Spot gold prices moved in a $2 range either side of $686 as the London session wore on and the Wall Street open drew near on Wednesday.
Investors wanting to buy gold ahead of today's interest-rate decision from the US Federal Reserve found the metal 0.4% more expensive from last night's European close.
Economists surveyed by Bloomberg are unanimous in expecting "no change" at the Fed today. Static or falling US rates despite rising inflation is likely to increase gold investment dramatically. (Click here for more...)
Tuesday's late New York rally also put the gold price in Sterling above £345 per ounce, but it failed to hold despite a quiet session in the currency markets.
The rally also pushed the Euro price of gold above €507, but it slipped back €1 as the US open approached.
On the currency markets, the Euro failed to recover above $1.3550 overnight in Asia after dropping hard on Tuesday's weaker-than-expected German manufacturing data.

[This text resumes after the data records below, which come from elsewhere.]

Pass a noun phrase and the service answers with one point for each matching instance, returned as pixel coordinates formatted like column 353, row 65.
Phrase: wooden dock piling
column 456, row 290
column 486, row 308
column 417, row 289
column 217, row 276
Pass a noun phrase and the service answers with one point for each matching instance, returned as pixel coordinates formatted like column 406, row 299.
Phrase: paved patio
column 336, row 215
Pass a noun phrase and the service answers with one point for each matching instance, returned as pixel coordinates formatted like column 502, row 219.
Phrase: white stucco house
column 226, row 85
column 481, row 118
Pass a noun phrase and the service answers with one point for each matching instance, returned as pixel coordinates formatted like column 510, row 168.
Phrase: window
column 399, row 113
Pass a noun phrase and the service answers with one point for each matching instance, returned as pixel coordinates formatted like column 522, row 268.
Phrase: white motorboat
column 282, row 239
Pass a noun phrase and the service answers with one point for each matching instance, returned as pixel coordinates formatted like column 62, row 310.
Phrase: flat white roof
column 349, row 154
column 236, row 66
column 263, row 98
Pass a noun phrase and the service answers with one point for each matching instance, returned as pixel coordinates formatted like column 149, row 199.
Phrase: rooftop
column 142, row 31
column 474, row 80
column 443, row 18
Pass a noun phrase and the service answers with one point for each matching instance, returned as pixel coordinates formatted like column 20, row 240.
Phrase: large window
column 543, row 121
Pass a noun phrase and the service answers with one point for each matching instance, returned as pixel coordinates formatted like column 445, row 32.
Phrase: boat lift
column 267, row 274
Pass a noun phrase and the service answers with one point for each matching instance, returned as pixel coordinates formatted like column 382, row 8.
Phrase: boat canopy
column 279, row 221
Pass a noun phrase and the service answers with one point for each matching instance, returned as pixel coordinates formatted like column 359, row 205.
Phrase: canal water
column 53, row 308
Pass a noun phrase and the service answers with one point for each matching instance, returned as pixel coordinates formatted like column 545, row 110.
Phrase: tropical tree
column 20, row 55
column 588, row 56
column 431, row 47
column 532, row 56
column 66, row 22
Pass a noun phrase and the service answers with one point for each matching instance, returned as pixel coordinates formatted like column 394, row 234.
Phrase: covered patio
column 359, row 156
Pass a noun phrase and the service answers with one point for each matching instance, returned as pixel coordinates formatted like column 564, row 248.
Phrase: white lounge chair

"The trend for gold will depend on how the Dollar moves against the Euro," reckons Hisaaki Tasaka, analyst at Ace Koeki in Tokyo.
"Long-term sentiment for the Dollar looks bearish, so gold is more likely to be supported.
"We need to see whether this trend will continue after the Fed and ECB meetings, but for the time being [in gold] profit-taking is dominant." (Read more about the Euro's own fundamental weaknesses here...)
In the futures market, Wednesday's trade saw the benchmark April '08 contract slip ¥6 to ¥2,670 per gram – equivalent to $692 per ounce.
Comex gold futures were mixed, with the Dec. '07 contract unchanged at $706.60 per ounce by 08:25 in New York.
"The [investment] funds sold ahead of the Fed meeting and they need to buy it back," says Bernard Sin, chief trader at MKS Finance in Geneva.
"Whatever comes of the Fed meeting, it's not going to change the consensus of the market which is continued weakness of the Dollar and a lot of bullishness about commodities." (Why should gold – and not other paper currencies – benefit as the Dollar weakens? Read more here...)
In the mining sector, meantime, Randgold Resources – the London-listed African gold miner – reported its numbers for Jan. to March. Compared to Q1 last year pretty much everything was down except mining costs.
Production at Randgold's Loula site in Western Mali dropped by nearly 5%; operating profits dropped more than 8%. At its Morila mine, in the south of the country, gold ounces produced fell by nearly 24%. Total cash costs rose more than $90 per ounce to $322.
Kinross Gold Corp., on the other hand – the Toronto-listed gold miner operating across the Americas – announced Q1 revenues 24% higher from the same period last year, with total cash costs unchanged per ounce.
At the end of Feb. Kinross bought Bema Gold Corporation, growing its reserve base by more than 60%.